Second, mechanisms are needed to provide ways for individuals affected by AI to contest its deployment where necessary. This is particularly important given that most people affected negatively by AI are not aware that it is AI causing the harm in question, because it is used within an intermediary such as a commercial firm (e.g. a bank) or the police. The challenge of public data trusts, even when they aim for higher accountability mechanisms, is the lack of direct and visible points of connection between algorithmic technologies and the public necessitate new architectures of accountability beyond those provided by data protection or consumer protection law.
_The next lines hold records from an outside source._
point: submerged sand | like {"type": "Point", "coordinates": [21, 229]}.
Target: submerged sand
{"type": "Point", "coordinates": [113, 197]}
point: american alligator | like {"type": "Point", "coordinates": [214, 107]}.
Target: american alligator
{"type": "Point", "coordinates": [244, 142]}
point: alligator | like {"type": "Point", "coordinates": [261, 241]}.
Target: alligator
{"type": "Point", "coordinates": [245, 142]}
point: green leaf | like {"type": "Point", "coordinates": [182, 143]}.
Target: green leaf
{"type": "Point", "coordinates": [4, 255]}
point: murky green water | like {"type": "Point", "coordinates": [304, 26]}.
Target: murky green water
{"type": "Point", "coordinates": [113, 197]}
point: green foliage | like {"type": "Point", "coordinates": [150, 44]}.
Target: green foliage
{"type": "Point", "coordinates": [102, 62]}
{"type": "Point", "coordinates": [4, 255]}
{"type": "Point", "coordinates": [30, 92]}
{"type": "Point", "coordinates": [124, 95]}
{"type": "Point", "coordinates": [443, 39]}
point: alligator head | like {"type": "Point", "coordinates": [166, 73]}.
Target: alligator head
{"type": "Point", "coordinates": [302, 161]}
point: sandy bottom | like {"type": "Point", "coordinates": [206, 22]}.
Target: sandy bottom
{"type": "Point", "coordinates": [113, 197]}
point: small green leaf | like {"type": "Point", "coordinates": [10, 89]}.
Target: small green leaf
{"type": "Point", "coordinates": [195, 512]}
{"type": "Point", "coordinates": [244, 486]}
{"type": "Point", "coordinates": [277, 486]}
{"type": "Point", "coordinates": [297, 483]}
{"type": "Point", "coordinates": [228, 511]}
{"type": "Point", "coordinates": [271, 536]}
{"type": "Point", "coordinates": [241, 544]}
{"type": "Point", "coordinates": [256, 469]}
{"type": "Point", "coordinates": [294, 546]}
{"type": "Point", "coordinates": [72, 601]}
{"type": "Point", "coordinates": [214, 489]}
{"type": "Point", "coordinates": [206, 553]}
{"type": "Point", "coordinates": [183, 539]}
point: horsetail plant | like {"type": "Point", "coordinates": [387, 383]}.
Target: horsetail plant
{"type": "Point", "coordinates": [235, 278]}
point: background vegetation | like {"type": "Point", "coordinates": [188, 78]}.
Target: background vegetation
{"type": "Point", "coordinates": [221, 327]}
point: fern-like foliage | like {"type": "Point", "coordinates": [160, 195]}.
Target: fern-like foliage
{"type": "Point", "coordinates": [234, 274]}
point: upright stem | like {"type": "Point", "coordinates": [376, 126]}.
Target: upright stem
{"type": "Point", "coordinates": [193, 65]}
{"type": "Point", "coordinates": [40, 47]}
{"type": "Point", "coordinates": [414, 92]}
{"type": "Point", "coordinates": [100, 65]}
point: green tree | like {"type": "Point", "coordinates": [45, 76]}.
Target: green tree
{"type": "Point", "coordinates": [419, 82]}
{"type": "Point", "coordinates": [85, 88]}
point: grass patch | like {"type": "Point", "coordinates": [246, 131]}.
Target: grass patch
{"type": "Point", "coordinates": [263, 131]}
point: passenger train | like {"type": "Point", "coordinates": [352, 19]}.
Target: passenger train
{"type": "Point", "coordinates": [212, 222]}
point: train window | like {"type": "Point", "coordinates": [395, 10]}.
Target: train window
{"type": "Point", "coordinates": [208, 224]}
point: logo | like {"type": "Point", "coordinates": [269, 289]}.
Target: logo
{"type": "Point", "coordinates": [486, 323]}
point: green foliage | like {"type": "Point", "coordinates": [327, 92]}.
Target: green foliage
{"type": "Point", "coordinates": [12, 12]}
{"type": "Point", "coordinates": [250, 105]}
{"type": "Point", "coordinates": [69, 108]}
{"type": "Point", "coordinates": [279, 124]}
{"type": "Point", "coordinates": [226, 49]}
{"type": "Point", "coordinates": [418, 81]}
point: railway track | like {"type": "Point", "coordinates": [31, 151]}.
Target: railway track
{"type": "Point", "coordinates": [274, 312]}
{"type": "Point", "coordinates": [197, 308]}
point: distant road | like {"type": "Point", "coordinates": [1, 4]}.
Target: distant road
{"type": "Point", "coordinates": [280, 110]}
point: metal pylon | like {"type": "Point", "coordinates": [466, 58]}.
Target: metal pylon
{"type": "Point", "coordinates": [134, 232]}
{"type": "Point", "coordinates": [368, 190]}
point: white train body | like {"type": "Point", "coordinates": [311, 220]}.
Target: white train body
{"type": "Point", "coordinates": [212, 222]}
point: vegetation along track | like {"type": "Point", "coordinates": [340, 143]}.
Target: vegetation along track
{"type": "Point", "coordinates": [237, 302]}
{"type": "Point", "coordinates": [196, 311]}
Third, mechanisms are needed to make it possible to identify and tackle problems that emerge from the deployment of an AI model or system during its entire lifecycle, including when it is reconceptualised or repurposed along the way. In order for AI systems to evolve through different use cases without harmful effects and the diversity of models and conceptions that reimagine collective representation and ownership over data, AI regulations should include mechanisms for both individual and collective complaints to be brought directly against deployers of AI, and should operate in relation to public and administrative law wherever appropriate, rather than within the framing of product liability and consumer rights.

This issue goes to the equitable distribution of resources, but also to the preservation of the functionality of public (digital) infrastructures which in turn provide public goods. Examples of these infrastructure-related goods include the social safety net, scientific knowledge, publicly accessible education and healthcare, access to justice, fair electoral processes and just law enforcement. Data and AI are predominantly used in neoliberal contexts to optimise for exclusion, marginalisation and regressive forms of provision, with an attendant redistribution of power over these public resources to for-profit actors. As well as being key in this transformation toward the private provision of public goods, data (in the form of information about service provision) is also an important tool for creating or denying accountability on the part of providers. The urgent need to render private technology providers more accountable is seen in relation to public systems around the world (BBC, 2021; Cokayne, 2021), as are efforts to build and preserve public digital infrastructures that allow for alternative uses and conceptions over data outside of dominant narratives of national security or market asset, whether for population statistics (Greaves et al., 2024), higher education (University World News, 2021) or welfare systems (López, 2021).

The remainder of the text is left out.